Anthony Trollope: Autobiography of Anthony Trollope

10. CHAPTER X - "THE SMALL HOUSE AT ALLINGTON," "CAN YOU FORGIVE HER?" "RACHEL RAY," AND THE "FORTNIGHTLY REVIEW" (continued)

By no amount of description or asseveration could I succeed in making any reader understand how much these characters with their belongings have been to me in my latter life; or how frequently I have used them for the expression of my political or social convictions. They have been as real to me as free trade was to Mr. Cobden, or the dominion of a party to Mr. Disraeli; and as I have not been able to speak from the benches of the House of Commons, or to thunder from platforms, or to be efficacious as a lecturer, they have served me as safety-valves by which to deliver my soul. Mr. Plantagenet Palliser had appeared in The Small House at Allington, but his birth had not been accompanied by many hopes. In the last pages of that novel he is made to seek a remedy for a foolish false step in life by marrying the grand heiress of the day;--but the personage of the great heiress does not appear till she comes on the scene as a married woman in Can You Forgive Her? He is the nephew and heir to a duke--the Duke of Omnium--who was first introduced in Doctor Thorne, and afterwards in Framley Parsonage, and who is one of the belongings of whom I have spoken.
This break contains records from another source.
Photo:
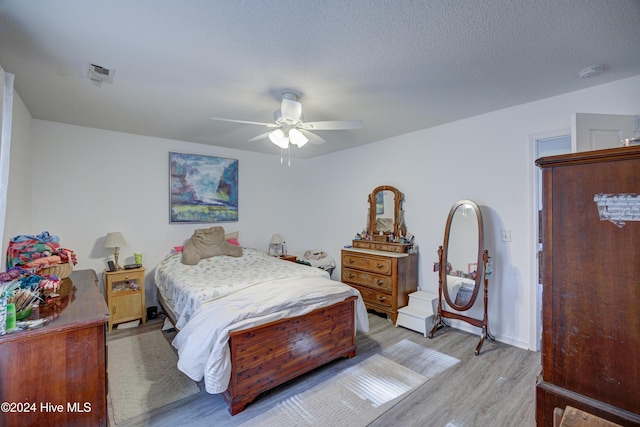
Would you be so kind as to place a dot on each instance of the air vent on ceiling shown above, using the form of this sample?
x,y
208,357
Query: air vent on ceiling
x,y
98,74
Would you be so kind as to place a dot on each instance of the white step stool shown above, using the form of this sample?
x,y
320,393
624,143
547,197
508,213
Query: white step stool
x,y
419,314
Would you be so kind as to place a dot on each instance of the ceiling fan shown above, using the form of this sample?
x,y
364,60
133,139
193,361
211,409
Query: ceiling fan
x,y
290,127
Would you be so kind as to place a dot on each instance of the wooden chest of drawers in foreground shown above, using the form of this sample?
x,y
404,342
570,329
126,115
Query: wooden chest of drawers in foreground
x,y
384,279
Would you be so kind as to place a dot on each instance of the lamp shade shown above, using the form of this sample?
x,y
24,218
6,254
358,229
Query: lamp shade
x,y
276,239
114,240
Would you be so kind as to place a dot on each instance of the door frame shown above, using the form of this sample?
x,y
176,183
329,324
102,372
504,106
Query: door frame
x,y
535,296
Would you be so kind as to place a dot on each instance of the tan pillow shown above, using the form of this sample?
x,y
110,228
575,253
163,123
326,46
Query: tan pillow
x,y
207,243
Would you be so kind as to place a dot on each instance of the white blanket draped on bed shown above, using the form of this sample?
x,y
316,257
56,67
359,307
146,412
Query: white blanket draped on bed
x,y
223,293
202,342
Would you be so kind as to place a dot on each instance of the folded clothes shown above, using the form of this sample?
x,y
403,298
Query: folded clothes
x,y
24,250
44,261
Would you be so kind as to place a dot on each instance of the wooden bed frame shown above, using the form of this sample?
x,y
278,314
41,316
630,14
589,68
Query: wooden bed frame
x,y
265,356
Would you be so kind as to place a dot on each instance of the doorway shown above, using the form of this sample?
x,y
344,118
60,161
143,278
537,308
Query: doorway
x,y
542,145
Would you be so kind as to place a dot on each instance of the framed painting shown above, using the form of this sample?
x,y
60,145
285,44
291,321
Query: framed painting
x,y
203,189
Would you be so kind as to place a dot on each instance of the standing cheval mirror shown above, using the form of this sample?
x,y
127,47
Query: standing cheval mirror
x,y
463,262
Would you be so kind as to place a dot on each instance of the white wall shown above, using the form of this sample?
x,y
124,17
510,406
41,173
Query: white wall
x,y
22,174
486,159
87,182
98,181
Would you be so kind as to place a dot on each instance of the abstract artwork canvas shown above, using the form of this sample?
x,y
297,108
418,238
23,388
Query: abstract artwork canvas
x,y
203,189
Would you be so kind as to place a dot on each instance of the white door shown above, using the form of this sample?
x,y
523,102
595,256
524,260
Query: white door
x,y
600,131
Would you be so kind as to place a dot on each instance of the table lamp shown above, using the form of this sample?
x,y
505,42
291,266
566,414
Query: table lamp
x,y
115,240
275,245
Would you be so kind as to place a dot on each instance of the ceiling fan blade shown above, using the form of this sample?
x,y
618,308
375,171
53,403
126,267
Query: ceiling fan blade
x,y
261,136
312,137
333,125
291,110
269,125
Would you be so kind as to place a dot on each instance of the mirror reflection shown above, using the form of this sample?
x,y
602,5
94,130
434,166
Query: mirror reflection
x,y
385,212
462,257
463,269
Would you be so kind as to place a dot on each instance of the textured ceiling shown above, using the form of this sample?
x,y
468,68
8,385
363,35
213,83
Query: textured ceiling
x,y
399,66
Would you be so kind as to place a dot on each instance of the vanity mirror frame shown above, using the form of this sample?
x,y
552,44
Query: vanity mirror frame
x,y
445,299
380,241
398,223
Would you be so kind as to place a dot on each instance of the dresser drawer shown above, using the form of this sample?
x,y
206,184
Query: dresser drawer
x,y
375,299
374,281
367,263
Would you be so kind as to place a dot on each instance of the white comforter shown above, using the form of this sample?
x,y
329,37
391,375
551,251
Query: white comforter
x,y
202,342
186,287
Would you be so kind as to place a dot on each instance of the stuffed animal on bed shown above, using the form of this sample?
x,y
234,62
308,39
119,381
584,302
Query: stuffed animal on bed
x,y
206,243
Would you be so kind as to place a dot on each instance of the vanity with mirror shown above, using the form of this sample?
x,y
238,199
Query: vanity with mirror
x,y
385,228
463,269
381,263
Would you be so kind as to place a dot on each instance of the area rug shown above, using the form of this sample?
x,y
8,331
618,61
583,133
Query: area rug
x,y
143,375
353,397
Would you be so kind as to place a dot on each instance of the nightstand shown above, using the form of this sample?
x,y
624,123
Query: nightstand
x,y
125,295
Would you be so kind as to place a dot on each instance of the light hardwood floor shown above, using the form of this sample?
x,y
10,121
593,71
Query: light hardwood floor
x,y
496,388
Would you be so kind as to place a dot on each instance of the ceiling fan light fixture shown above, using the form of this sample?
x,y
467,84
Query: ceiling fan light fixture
x,y
279,138
297,138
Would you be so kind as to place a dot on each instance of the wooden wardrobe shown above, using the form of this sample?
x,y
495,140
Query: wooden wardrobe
x,y
591,285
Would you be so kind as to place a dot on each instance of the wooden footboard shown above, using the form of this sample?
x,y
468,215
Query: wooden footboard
x,y
268,355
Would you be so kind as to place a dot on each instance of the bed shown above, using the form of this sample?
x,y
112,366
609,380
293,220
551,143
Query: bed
x,y
247,324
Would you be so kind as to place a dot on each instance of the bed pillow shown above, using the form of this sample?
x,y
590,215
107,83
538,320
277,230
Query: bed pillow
x,y
207,243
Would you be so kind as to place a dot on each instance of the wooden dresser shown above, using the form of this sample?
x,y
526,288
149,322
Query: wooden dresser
x,y
384,279
591,285
56,375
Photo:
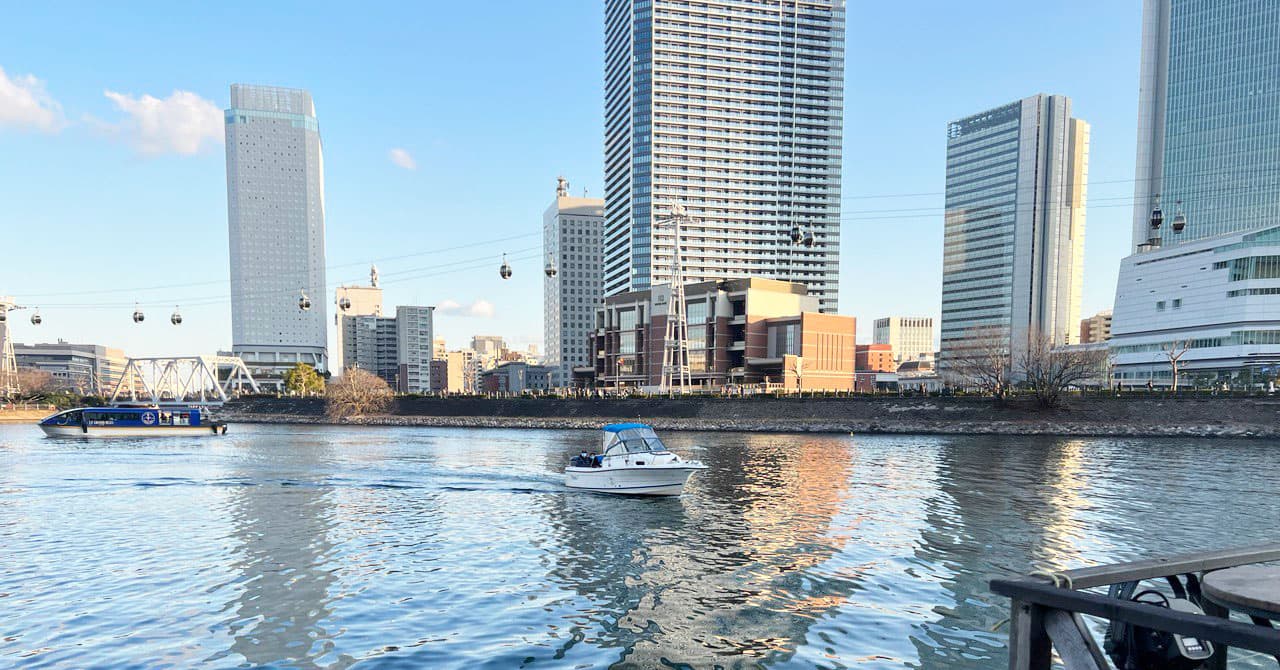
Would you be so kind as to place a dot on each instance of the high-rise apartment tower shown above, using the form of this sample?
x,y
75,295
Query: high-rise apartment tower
x,y
572,229
275,215
734,109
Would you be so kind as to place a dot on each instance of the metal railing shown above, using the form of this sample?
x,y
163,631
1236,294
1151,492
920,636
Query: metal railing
x,y
1047,616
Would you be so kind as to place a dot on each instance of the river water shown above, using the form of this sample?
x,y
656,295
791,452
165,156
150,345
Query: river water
x,y
412,547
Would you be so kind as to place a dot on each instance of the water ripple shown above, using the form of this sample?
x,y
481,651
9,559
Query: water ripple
x,y
324,547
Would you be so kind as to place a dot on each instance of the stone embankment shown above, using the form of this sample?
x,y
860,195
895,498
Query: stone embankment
x,y
1106,416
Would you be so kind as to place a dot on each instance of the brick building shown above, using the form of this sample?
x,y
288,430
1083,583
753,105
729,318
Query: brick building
x,y
740,332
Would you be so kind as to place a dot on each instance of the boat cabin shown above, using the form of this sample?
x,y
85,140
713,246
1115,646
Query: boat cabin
x,y
127,416
621,440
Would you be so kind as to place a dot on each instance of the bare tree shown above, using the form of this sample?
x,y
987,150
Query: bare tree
x,y
357,393
1050,370
1174,351
983,361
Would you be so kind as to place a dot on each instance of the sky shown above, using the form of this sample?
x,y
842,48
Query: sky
x,y
444,126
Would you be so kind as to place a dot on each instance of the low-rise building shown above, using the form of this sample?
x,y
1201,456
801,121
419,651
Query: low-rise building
x,y
909,336
874,359
740,332
516,377
455,373
81,368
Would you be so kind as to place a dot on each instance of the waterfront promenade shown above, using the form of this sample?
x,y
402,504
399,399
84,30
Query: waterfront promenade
x,y
1095,416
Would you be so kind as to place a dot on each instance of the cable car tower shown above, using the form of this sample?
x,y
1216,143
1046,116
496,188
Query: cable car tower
x,y
675,347
8,361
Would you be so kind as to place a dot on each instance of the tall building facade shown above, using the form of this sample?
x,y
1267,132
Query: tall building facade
x,y
1096,328
371,345
912,337
1014,240
1205,291
572,240
398,349
1207,131
416,345
275,223
734,109
351,301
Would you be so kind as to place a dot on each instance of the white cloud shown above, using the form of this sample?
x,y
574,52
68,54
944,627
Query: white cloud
x,y
402,158
181,123
26,104
480,309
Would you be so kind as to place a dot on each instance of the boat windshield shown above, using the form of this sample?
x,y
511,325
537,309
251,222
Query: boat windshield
x,y
636,441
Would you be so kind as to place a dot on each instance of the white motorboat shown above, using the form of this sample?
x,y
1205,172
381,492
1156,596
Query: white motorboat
x,y
634,461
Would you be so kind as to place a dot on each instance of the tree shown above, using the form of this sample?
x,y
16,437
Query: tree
x,y
304,379
1050,370
357,393
982,361
1174,351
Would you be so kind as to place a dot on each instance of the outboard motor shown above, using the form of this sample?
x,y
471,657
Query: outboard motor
x,y
1142,648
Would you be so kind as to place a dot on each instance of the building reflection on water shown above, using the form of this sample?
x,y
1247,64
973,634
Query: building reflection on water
x,y
726,570
280,532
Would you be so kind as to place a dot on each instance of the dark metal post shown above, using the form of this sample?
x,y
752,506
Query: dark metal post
x,y
1219,660
1029,647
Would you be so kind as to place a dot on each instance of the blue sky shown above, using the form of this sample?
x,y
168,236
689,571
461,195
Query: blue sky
x,y
108,197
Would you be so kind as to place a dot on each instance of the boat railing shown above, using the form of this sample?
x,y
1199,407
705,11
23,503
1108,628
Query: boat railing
x,y
1046,610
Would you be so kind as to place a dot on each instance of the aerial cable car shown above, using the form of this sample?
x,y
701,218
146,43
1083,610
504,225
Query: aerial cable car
x,y
1179,218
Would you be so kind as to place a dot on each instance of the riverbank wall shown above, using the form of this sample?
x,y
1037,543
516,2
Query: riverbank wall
x,y
1101,416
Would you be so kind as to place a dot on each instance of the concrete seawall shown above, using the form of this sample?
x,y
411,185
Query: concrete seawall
x,y
1137,416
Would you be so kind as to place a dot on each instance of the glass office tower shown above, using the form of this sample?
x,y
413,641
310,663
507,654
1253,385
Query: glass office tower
x,y
1014,238
1208,127
735,110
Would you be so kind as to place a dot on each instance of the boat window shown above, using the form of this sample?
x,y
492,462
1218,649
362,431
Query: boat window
x,y
640,441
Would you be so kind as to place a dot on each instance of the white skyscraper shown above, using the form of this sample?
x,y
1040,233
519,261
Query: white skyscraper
x,y
572,235
910,337
1014,240
734,109
275,214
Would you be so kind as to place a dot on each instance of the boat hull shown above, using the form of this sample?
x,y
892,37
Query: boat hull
x,y
634,481
128,431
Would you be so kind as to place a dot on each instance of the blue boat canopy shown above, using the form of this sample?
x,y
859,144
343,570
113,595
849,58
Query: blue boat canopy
x,y
618,428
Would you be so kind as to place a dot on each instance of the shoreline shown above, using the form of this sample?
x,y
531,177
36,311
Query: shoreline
x,y
1042,427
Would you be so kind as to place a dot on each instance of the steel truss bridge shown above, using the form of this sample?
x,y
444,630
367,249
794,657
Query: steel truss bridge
x,y
182,381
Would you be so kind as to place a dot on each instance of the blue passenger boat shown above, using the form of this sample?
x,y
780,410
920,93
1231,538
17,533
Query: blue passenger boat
x,y
132,422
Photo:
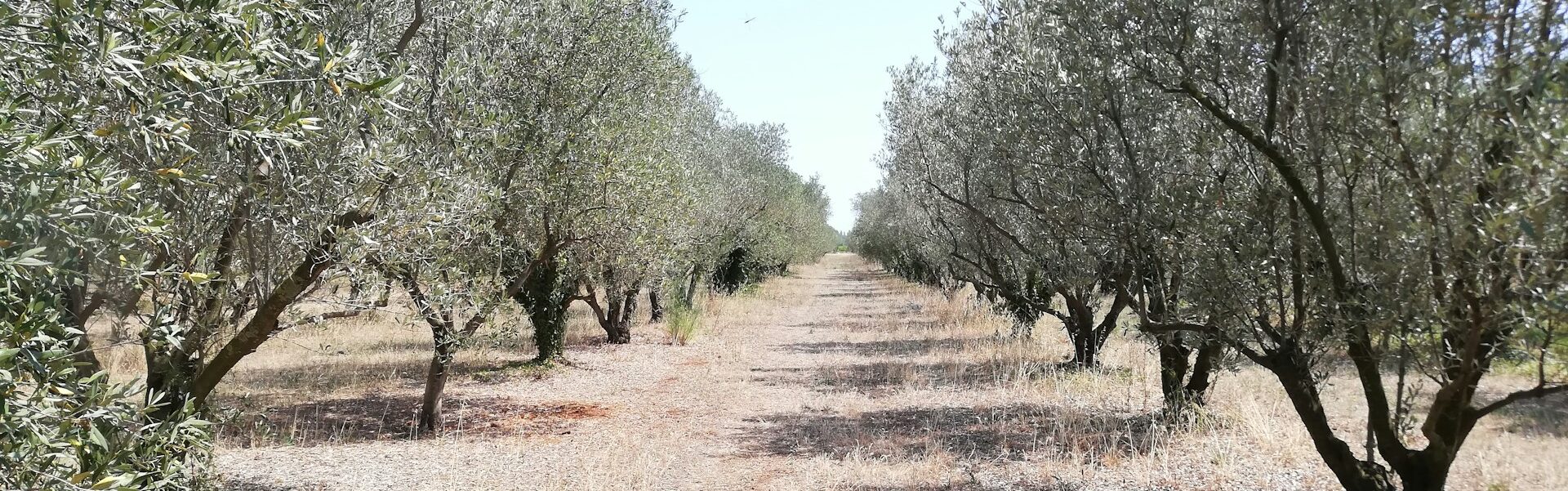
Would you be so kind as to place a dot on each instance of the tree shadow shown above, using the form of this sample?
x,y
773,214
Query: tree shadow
x,y
862,275
894,347
391,417
1058,485
966,433
884,377
336,373
1540,416
257,485
857,294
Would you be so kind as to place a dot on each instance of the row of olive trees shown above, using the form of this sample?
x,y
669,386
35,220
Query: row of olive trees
x,y
1298,182
209,172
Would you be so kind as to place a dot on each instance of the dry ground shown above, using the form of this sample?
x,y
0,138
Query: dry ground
x,y
833,378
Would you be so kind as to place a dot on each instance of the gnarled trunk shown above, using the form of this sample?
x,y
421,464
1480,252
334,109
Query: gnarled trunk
x,y
545,297
656,310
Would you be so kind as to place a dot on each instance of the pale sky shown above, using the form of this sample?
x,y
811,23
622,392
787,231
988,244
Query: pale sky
x,y
816,66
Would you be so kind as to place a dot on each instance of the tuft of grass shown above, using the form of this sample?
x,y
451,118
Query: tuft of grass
x,y
681,324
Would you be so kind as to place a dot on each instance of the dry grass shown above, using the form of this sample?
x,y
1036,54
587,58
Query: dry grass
x,y
836,377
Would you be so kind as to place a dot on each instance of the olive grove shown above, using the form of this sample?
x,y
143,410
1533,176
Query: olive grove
x,y
204,175
1370,189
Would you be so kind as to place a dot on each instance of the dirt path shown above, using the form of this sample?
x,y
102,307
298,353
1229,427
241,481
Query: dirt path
x,y
664,417
840,378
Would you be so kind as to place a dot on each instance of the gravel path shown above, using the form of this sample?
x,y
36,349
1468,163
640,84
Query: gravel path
x,y
673,417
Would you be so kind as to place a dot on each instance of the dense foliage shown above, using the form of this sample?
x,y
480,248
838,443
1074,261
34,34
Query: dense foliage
x,y
1298,182
194,173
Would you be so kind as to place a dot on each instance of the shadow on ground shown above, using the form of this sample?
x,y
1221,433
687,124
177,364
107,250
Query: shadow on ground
x,y
256,485
385,417
896,347
884,377
964,433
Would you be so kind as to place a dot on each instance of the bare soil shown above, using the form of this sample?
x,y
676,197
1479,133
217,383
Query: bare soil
x,y
836,377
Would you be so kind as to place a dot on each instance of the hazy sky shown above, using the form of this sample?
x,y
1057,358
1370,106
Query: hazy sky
x,y
817,66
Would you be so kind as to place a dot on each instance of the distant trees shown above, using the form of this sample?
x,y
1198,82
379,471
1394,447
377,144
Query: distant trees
x,y
1297,182
198,170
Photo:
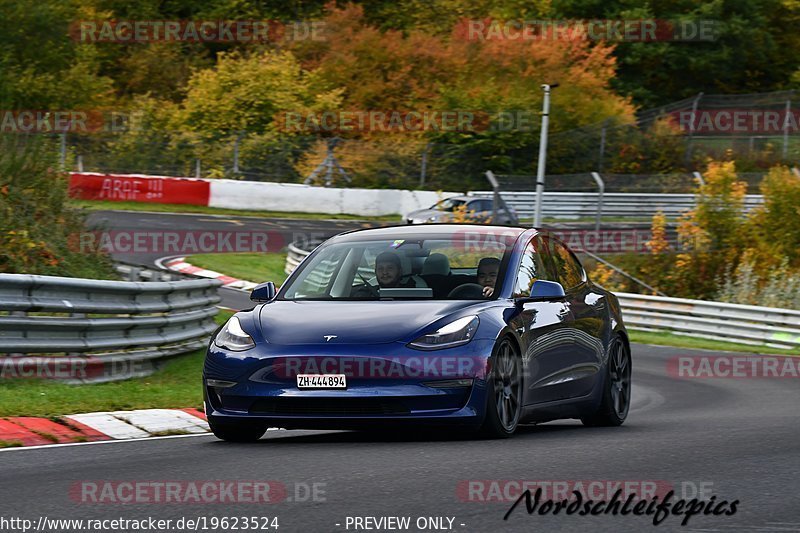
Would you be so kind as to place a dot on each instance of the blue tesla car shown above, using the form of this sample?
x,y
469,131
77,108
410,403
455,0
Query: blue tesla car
x,y
477,327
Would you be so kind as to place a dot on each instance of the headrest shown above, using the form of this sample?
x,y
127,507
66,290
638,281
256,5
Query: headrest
x,y
436,264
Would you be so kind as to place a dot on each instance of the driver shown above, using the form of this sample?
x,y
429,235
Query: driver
x,y
389,271
488,268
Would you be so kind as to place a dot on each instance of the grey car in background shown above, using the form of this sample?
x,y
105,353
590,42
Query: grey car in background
x,y
477,210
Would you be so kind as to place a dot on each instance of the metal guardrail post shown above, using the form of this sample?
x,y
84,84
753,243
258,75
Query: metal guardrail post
x,y
497,200
113,326
601,187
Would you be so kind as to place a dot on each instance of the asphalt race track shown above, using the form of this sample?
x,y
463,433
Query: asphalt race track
x,y
737,439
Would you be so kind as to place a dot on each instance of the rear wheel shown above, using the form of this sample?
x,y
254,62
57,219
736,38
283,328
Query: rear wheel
x,y
617,388
504,392
238,431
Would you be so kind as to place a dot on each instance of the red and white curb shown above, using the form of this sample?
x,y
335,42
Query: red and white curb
x,y
91,427
179,264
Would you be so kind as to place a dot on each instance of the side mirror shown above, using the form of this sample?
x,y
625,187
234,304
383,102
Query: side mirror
x,y
544,291
263,292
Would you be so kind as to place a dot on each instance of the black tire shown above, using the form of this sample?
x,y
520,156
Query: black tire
x,y
503,392
238,431
616,400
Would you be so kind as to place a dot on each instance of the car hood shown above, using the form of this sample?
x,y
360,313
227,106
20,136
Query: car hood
x,y
359,322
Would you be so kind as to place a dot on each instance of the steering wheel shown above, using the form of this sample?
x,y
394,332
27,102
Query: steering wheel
x,y
467,291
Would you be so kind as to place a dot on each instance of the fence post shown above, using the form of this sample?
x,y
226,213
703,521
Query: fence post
x,y
786,130
424,168
63,151
688,155
498,202
602,146
601,189
236,153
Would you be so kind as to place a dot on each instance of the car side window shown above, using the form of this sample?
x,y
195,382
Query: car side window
x,y
530,269
568,270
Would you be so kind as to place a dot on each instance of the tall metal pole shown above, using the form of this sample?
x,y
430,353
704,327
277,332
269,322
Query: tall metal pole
x,y
540,167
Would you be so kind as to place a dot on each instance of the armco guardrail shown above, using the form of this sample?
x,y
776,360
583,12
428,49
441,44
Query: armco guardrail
x,y
747,324
618,205
84,330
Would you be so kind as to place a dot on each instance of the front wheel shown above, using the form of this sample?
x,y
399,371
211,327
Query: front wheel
x,y
616,400
504,392
237,431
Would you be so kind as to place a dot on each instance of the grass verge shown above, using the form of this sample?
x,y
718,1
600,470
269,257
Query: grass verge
x,y
256,267
683,341
94,205
177,384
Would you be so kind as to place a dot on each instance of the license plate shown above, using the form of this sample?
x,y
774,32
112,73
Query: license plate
x,y
321,381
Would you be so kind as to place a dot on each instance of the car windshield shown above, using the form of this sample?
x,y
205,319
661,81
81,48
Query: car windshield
x,y
449,204
429,269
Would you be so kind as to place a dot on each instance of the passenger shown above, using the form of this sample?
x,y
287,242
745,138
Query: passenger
x,y
488,268
389,271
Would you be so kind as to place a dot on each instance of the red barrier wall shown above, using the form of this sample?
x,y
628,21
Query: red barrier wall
x,y
132,188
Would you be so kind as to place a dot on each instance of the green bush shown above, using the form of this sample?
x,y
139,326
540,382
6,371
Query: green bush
x,y
38,234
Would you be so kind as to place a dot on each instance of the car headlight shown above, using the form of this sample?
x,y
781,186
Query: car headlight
x,y
455,333
233,337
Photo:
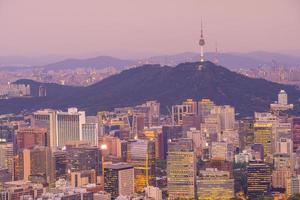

In these personages and their friends, political and social, I have endeavoured to depict the faults and frailties and vices,--as also the virtues, the graces, and the strength of our highest classes; and if I have not made the strength and virtues predominant over the faults and vices, I have not painted the picture as I intended. Plantagenet Palliser I think to be a very noble gentleman,--such a one as justifies to the nation the seeming anomaly of an hereditary peerage and of primogeniture. His wife is in all respects very inferior to him; but she, too, has, or has been intended to have, beneath the thin stratum of her follies a basis of good principle, which enabled her to live down the conviction of the original wrong which was done to her, and taught her to endeavour to do her duty in the position to which she was called. She had received a great wrong,--having been made, when little more than a child, to marry a man for whom she cared nothing;--when, however, though she was little more than a child, her love had been given elsewhere. She had very heavy troubles, but they did not overcome her.